Statistical estimation of articulatory trajectories from the speech signal using dynamical and phonological constraints
暂无分享,去创建一个
In speech science and technology, the acoustic-to-articulatory mapping is known as a difficult problem due to its non-linear and one-to-many characteristics. Over the years, different optimization techniques have been proposed to solve this problem. One of these methods is based on the extended Kalman filtering and smoothing. Although the application of this technique to vowels was promising, its extension to all classes of speech sounds has not been successful. This thesis focuses on developing and improving a statistical method of estimating the articulatory trajectories from the speech signal based on the extended Kalman filtering and smoothing.
In this study, we proposed a new way of constraining the acoustic-to-articulatory inversion by imposing high-level phonological constraints in addition to the dynamical ones. These phonological constraints were imposed by constructing different dynamical models with separate acoustic observation functions for each coproduction unit of speech consisting of two consecutive phones.
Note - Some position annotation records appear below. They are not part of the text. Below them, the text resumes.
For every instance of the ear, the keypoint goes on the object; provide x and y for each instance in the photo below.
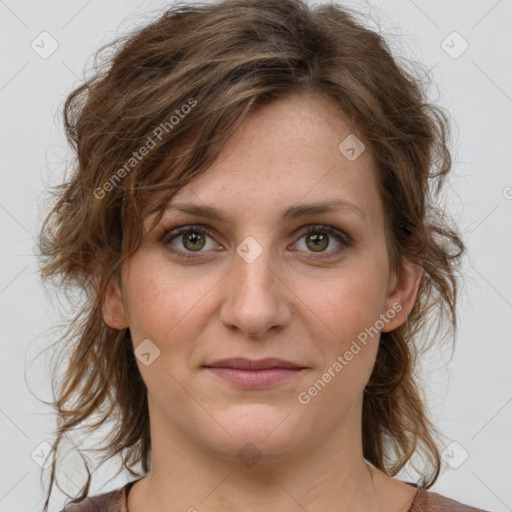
(114, 313)
(402, 295)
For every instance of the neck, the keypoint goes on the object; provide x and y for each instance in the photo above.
(332, 475)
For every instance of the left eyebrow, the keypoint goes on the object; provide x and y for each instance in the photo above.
(293, 212)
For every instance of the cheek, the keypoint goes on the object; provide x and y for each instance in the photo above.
(166, 304)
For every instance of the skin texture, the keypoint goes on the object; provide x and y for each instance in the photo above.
(284, 304)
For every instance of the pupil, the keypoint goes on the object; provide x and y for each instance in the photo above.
(317, 241)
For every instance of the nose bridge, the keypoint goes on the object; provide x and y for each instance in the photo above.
(252, 269)
(254, 300)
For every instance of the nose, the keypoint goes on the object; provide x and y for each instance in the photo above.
(256, 297)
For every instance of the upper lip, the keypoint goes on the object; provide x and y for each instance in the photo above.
(252, 364)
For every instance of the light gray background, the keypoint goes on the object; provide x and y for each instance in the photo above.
(470, 396)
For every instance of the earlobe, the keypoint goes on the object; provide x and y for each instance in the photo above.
(403, 295)
(113, 306)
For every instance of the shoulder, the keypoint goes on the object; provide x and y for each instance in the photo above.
(429, 501)
(113, 501)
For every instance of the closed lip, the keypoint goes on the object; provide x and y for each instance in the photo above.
(242, 363)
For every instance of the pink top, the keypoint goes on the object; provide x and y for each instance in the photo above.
(424, 501)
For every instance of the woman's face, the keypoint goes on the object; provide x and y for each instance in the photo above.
(257, 285)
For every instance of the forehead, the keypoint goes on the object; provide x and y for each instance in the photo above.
(287, 153)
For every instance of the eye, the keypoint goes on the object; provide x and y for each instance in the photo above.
(187, 240)
(318, 238)
(192, 239)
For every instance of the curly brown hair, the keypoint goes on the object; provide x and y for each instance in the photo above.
(179, 87)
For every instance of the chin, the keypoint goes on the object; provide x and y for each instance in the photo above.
(260, 433)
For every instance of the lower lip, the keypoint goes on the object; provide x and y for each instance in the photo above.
(264, 378)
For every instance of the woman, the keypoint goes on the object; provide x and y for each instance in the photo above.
(250, 223)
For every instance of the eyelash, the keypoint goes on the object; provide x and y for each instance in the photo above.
(343, 238)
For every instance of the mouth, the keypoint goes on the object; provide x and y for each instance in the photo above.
(253, 374)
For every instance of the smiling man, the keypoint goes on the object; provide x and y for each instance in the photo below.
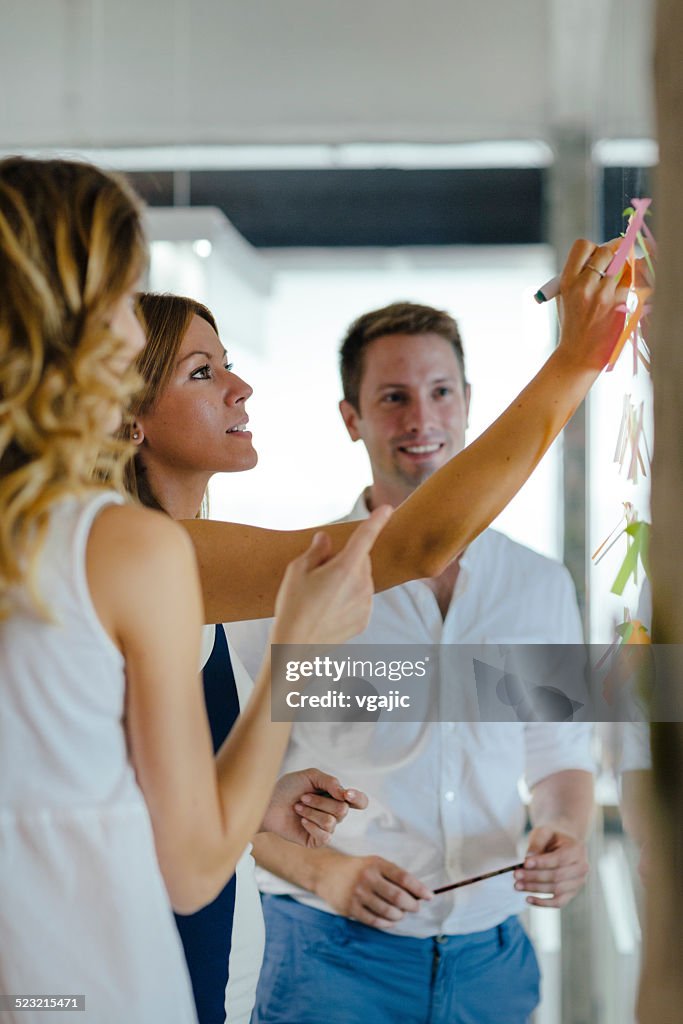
(352, 932)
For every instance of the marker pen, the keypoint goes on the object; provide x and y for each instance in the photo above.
(549, 291)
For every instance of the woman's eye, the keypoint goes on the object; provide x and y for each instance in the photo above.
(202, 373)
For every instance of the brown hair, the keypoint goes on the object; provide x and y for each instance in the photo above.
(166, 320)
(71, 246)
(399, 317)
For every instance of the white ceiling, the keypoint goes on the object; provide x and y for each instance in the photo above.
(96, 73)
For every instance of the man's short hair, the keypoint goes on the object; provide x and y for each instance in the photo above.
(399, 317)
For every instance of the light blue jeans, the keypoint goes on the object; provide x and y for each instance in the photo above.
(324, 969)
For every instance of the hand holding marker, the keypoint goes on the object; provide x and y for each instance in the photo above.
(637, 223)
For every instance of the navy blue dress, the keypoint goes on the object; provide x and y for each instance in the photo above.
(207, 935)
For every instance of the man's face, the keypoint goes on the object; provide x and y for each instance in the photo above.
(413, 411)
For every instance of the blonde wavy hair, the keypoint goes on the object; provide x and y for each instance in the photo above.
(166, 318)
(71, 246)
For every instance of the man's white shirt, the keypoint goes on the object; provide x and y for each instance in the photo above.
(444, 799)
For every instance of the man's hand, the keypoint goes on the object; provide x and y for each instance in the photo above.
(371, 890)
(555, 863)
(306, 807)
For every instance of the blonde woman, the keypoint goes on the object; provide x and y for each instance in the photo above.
(111, 799)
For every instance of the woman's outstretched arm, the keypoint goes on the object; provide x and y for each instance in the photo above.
(241, 566)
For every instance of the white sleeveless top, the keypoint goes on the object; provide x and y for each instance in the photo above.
(83, 906)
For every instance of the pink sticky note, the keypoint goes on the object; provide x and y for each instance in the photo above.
(629, 240)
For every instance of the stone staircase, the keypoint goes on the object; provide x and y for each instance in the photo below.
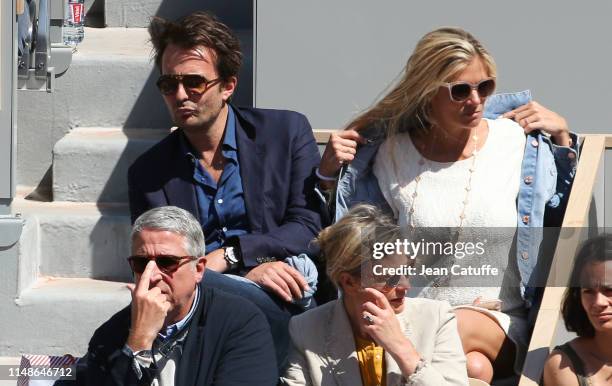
(74, 148)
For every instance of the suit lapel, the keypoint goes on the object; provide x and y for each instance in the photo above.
(251, 152)
(193, 359)
(180, 189)
(340, 345)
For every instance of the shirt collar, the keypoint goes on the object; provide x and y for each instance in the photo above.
(229, 137)
(178, 326)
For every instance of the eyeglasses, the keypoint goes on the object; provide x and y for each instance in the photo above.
(193, 83)
(166, 263)
(461, 91)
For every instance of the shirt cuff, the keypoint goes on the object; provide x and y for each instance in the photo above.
(140, 359)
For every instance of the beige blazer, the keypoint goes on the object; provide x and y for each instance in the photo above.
(323, 353)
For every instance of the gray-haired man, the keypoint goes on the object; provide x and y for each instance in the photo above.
(177, 331)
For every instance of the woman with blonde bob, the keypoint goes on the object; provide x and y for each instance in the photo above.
(373, 334)
(433, 154)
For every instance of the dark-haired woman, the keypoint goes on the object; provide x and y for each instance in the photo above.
(587, 311)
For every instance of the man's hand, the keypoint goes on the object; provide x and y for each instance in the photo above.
(216, 261)
(341, 148)
(279, 278)
(149, 310)
(534, 116)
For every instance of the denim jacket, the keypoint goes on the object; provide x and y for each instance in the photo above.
(547, 172)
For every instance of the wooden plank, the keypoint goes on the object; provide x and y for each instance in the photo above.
(576, 217)
(322, 135)
(582, 190)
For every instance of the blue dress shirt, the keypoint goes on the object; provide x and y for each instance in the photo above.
(221, 205)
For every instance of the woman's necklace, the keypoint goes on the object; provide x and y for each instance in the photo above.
(468, 187)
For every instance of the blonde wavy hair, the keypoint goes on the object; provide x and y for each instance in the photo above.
(349, 243)
(437, 58)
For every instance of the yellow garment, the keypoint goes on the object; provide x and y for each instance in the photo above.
(371, 362)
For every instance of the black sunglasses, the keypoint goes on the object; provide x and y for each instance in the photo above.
(166, 263)
(193, 83)
(461, 91)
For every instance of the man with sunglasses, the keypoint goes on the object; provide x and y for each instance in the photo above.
(246, 174)
(176, 330)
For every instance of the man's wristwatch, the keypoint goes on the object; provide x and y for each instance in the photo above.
(230, 257)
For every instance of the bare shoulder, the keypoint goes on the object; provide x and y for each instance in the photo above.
(558, 370)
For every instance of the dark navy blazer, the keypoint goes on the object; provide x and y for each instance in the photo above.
(277, 153)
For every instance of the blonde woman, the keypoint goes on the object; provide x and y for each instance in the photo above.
(434, 155)
(374, 334)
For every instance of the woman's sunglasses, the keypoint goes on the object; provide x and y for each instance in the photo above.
(461, 91)
(193, 83)
(166, 263)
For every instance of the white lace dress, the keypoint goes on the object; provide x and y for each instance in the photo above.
(491, 206)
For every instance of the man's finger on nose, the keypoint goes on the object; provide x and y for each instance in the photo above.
(142, 284)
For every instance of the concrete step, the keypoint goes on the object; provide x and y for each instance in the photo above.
(59, 315)
(77, 240)
(90, 164)
(238, 14)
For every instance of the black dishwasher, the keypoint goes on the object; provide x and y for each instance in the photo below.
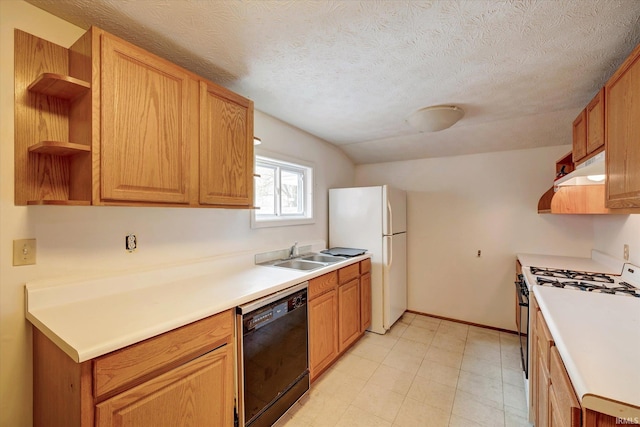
(274, 354)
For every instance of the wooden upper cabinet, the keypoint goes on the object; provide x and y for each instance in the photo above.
(622, 112)
(595, 122)
(580, 137)
(226, 148)
(147, 125)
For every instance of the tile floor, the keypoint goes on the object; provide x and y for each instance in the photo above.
(423, 372)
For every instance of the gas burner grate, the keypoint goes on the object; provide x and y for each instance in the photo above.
(570, 274)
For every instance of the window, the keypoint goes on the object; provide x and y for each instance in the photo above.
(283, 193)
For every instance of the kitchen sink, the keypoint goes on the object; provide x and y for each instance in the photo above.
(322, 258)
(299, 264)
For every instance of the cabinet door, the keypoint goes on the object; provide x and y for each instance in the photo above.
(226, 148)
(197, 394)
(595, 122)
(323, 331)
(348, 313)
(580, 137)
(622, 112)
(147, 111)
(365, 301)
(542, 393)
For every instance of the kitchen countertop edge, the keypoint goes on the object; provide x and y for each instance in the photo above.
(62, 322)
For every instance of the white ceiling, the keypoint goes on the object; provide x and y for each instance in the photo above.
(351, 71)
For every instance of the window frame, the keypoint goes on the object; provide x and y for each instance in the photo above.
(291, 164)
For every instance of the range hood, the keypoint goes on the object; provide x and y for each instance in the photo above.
(590, 172)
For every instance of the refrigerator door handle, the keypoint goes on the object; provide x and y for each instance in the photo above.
(389, 251)
(389, 219)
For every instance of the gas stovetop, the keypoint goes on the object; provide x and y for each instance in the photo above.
(627, 284)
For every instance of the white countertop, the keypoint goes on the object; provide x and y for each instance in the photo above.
(87, 318)
(598, 338)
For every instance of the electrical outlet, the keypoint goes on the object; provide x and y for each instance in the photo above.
(130, 242)
(24, 252)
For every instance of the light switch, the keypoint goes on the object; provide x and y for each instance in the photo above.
(24, 252)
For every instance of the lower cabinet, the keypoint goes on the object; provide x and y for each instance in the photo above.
(554, 401)
(323, 331)
(339, 313)
(348, 313)
(193, 394)
(183, 377)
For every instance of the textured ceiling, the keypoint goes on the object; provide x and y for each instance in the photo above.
(350, 71)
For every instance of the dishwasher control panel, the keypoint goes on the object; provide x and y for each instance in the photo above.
(267, 314)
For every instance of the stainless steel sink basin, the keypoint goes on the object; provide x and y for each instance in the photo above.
(298, 264)
(323, 258)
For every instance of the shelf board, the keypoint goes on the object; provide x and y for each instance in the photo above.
(58, 85)
(59, 203)
(59, 148)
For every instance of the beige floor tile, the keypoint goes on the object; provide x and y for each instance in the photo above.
(410, 347)
(397, 329)
(413, 413)
(458, 421)
(387, 340)
(369, 350)
(481, 367)
(425, 322)
(356, 417)
(514, 397)
(468, 406)
(402, 361)
(448, 342)
(444, 356)
(356, 366)
(416, 333)
(456, 329)
(488, 390)
(513, 376)
(338, 384)
(379, 401)
(487, 351)
(392, 379)
(439, 373)
(320, 410)
(432, 393)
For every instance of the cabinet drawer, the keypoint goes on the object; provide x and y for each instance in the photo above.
(322, 284)
(139, 362)
(568, 407)
(365, 266)
(348, 273)
(545, 340)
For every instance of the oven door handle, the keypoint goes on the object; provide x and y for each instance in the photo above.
(520, 291)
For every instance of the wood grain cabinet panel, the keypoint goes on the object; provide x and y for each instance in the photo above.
(365, 302)
(580, 137)
(323, 332)
(622, 141)
(198, 393)
(348, 313)
(146, 134)
(226, 148)
(595, 122)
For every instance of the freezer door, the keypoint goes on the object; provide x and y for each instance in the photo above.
(394, 210)
(355, 217)
(394, 279)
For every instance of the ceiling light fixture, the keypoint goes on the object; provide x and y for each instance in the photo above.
(436, 118)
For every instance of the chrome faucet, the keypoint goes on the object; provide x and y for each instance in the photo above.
(293, 251)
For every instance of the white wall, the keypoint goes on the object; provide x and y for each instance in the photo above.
(612, 232)
(72, 239)
(488, 202)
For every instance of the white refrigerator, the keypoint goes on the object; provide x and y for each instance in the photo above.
(375, 218)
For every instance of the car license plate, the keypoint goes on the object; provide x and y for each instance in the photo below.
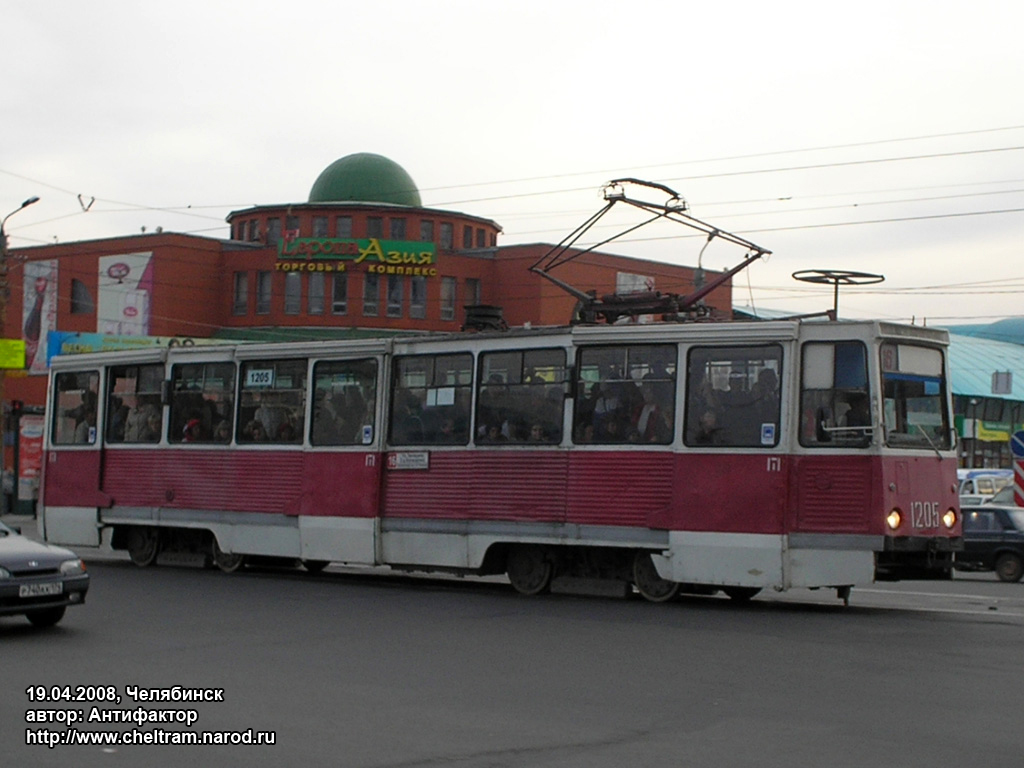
(38, 590)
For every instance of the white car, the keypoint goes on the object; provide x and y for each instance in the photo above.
(38, 580)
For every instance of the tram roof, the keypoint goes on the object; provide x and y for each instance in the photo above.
(651, 333)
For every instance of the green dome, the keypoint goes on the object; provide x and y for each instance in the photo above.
(366, 178)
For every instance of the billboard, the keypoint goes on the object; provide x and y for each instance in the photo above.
(39, 311)
(125, 293)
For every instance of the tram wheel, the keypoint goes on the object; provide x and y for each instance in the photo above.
(648, 583)
(143, 545)
(1009, 568)
(226, 562)
(528, 569)
(741, 594)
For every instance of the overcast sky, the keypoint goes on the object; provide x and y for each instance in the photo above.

Each observation sub-function was approximated in small regions by piecewise linear functions using articulatory-acoustic look-up tables. The estimation of the model parameters was based on a direct maximum-likelihood method using training articulatory-acoustic trajectories. An integrated method has been proposed in this study for the recognition of coproduction units and segmentation of the speech signal based on maximum-likelihood of the acoustic observations given different coproduction models. The likelihood of the acoustic observations given every phonological coproduction model was computed using the innovation sequences from the extended Kalman filter. The smoothed articulatory states of the corresponding model with the highest likelihood were used as the best estimate of the articulatory trajectories in every segment. Good estimation results for all classes of speech sounds have been obtained in different experiments using both synthesized and real human data.